Dorner certainly seems to be guilty of multiple murders, and to have a beef with the LAPD over racist practices he witnessed as a serving police officer. But it seems that the chief of the nation’s second-largest police force has no goddamn clue what terrorism is.
Science Daily reports that one of the technological limitations on cellphones’ tracking capabilities is about to be lifted.
A research team led by Professor Dong-Soo Han of the Department of Computer Science at the Korea Advanced Institute of Science and Technology has developed a way of locating cellphones using their WiFi fingerprints to within 10 meters in indoor locations in cities.
The article is pretty gung-ho about the capabilities of this new technology, though they also report Professor Han as suggesting that “There seems to be many issues like privacy protection that has [sic] to be cleared away before commercializing this technology.”
Yes, Professor Han. That may be something of a concern.

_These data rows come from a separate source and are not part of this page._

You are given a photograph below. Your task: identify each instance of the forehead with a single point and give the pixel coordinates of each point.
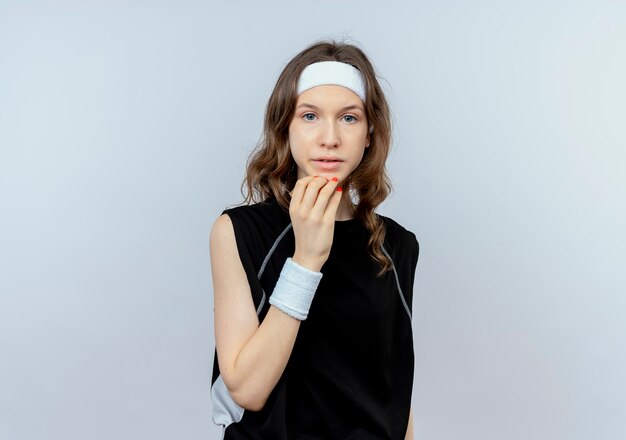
(330, 96)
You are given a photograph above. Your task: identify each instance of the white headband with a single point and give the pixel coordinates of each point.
(332, 73)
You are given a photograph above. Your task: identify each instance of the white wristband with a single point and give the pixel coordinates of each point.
(295, 289)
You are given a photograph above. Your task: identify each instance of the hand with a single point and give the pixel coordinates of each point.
(314, 203)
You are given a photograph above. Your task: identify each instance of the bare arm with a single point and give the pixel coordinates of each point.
(409, 429)
(253, 356)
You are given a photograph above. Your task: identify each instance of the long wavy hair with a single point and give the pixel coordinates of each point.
(271, 170)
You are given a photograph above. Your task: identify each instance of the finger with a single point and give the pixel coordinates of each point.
(331, 209)
(323, 198)
(298, 190)
(312, 192)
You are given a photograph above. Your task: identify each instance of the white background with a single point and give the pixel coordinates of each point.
(124, 130)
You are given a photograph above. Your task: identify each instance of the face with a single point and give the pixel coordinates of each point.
(328, 133)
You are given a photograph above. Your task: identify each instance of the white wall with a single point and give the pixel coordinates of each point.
(124, 128)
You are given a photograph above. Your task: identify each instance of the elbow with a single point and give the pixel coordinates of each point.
(248, 400)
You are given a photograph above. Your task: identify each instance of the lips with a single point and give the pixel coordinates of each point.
(327, 163)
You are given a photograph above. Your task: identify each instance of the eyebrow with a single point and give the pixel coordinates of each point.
(348, 107)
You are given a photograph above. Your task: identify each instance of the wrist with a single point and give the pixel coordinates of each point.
(308, 263)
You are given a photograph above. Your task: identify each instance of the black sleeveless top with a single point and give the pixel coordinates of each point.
(350, 374)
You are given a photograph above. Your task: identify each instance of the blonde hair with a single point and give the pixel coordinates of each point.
(271, 170)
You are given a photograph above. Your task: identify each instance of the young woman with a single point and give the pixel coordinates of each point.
(313, 289)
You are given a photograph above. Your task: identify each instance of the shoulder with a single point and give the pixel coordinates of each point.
(262, 211)
(394, 231)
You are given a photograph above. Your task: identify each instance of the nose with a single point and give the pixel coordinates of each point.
(329, 136)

In particular, may I ask, pretty please, that legislators considering bills to protect the privacy of cellphone users’ location data, bear in mind that this kind of indoor location detection has been shown to be possible? I give law enforcement oh, about five minutes after the commercial release of this technology before they start using it in investigations.

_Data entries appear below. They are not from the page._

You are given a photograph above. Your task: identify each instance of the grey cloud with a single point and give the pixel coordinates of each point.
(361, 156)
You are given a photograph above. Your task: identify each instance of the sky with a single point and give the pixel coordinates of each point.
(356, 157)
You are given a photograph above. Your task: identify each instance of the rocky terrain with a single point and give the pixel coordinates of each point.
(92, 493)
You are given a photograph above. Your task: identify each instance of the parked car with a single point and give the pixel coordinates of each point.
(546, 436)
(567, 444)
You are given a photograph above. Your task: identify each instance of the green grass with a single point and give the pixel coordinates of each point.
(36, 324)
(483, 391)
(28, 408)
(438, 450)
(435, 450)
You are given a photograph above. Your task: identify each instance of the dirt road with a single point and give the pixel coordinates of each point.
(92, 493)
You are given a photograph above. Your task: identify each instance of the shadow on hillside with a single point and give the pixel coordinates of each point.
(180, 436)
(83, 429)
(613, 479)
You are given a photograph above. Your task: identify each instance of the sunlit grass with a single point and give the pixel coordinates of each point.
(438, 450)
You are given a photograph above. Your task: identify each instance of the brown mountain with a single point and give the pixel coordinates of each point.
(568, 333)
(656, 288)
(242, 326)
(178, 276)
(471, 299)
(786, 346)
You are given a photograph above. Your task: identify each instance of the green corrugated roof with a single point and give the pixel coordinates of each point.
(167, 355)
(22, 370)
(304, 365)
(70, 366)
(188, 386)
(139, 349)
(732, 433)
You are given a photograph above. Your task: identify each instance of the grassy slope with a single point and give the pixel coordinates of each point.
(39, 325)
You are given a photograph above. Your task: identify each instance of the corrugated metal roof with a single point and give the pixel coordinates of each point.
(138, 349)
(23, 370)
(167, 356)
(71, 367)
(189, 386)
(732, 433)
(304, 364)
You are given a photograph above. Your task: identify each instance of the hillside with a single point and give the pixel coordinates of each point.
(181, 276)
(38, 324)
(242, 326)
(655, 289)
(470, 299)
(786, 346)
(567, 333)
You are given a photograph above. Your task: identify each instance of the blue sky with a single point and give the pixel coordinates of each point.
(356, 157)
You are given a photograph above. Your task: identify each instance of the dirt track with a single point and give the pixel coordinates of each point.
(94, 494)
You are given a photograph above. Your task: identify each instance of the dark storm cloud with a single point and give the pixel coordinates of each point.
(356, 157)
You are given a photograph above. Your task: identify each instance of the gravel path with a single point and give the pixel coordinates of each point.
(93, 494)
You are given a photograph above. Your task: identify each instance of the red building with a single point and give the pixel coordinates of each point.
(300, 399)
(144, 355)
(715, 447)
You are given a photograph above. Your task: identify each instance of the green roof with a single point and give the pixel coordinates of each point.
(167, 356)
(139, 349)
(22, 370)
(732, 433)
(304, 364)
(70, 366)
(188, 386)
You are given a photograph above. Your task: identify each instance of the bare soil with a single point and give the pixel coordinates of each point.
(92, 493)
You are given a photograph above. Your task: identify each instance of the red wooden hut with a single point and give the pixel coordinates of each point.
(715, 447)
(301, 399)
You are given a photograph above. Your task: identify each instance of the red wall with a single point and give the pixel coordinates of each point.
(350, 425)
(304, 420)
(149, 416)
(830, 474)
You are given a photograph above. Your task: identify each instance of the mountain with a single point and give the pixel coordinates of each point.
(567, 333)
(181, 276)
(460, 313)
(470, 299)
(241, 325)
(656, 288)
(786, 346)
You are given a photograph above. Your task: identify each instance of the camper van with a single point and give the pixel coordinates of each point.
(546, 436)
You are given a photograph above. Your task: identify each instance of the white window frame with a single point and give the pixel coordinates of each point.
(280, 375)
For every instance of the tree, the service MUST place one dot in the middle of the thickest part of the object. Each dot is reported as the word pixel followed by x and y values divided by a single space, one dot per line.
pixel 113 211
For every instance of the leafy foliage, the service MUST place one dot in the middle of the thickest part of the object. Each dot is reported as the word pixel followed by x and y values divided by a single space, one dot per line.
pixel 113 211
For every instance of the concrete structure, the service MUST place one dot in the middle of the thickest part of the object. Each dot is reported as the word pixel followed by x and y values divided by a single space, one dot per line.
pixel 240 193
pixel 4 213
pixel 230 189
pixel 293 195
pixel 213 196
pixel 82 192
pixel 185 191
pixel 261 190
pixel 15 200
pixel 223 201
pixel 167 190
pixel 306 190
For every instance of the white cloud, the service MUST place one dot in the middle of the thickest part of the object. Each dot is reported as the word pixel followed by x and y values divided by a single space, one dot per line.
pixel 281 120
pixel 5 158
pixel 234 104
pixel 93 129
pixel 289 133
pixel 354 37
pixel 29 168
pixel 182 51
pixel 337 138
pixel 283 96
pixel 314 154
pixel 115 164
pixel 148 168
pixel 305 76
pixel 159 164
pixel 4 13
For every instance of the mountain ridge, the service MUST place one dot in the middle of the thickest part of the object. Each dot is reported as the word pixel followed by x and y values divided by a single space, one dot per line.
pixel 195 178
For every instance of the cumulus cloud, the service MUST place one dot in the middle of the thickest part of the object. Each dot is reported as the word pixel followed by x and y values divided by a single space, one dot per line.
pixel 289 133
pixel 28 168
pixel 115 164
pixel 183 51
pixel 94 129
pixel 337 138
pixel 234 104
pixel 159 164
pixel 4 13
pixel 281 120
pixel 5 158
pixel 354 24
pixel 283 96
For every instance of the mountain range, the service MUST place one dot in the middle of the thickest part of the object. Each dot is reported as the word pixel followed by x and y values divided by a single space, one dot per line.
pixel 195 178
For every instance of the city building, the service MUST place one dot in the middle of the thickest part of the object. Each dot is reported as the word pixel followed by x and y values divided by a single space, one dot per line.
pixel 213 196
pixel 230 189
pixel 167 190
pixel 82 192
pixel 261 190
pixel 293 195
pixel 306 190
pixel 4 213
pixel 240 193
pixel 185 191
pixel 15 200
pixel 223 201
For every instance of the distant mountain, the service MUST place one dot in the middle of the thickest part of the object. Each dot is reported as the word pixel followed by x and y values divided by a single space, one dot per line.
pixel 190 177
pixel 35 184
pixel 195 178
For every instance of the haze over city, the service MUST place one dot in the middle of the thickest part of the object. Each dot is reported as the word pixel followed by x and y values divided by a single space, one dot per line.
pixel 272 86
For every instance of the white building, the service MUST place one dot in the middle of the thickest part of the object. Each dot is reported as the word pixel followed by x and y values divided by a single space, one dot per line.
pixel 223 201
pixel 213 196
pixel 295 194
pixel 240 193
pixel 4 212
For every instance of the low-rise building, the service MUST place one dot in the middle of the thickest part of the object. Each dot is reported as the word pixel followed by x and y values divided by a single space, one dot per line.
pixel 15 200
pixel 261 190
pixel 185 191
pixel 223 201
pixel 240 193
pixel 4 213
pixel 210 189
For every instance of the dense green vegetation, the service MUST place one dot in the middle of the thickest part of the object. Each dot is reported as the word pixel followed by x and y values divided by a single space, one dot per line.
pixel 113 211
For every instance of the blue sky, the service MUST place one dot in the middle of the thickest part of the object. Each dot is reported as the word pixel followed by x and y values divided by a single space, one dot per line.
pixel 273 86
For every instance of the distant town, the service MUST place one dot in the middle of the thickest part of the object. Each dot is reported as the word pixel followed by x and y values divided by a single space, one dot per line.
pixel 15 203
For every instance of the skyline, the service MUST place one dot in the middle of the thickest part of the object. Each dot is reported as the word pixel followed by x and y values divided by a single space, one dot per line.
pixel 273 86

The obvious Fourth Amendment issue here is that the current rulings allowing law enforcement use of cellphone data tend to rely heavily on the fact that when you are outdoors, you are not generally held to have a reasonable expectation of privacy, and that your location is reasonably observable to members of the public. If cellphones become capable of tracking you indoors, where you do typically have a reasonable expectation of privacy, then judges will have to choose whether to weaken the Fourth Amendment further by not requiring a warrant for the seizure of cellphone data, even though it contains data that would be considered private, or to strengthen the Fourth Amendment in the light of cellphones’ increased capabilities by barring its use without a warrant. These are rough waters for any jurist, which is part of why we strongly support cellphone location privacy laws that unambiguously require law enforcement to obtain a warrant before being allowed to collect cellphone location data.
The research is reported as Hyunil Yang, Giwan Yoon, and Dongsoo Han, “Floor Accuracy Improvement of Wireless LAN based Large Scale Indoor Positioning”, IEEE MTT-S IMWS-IRFPT 2011, KAIST, Daejeon Korea, p.89-90 (2011).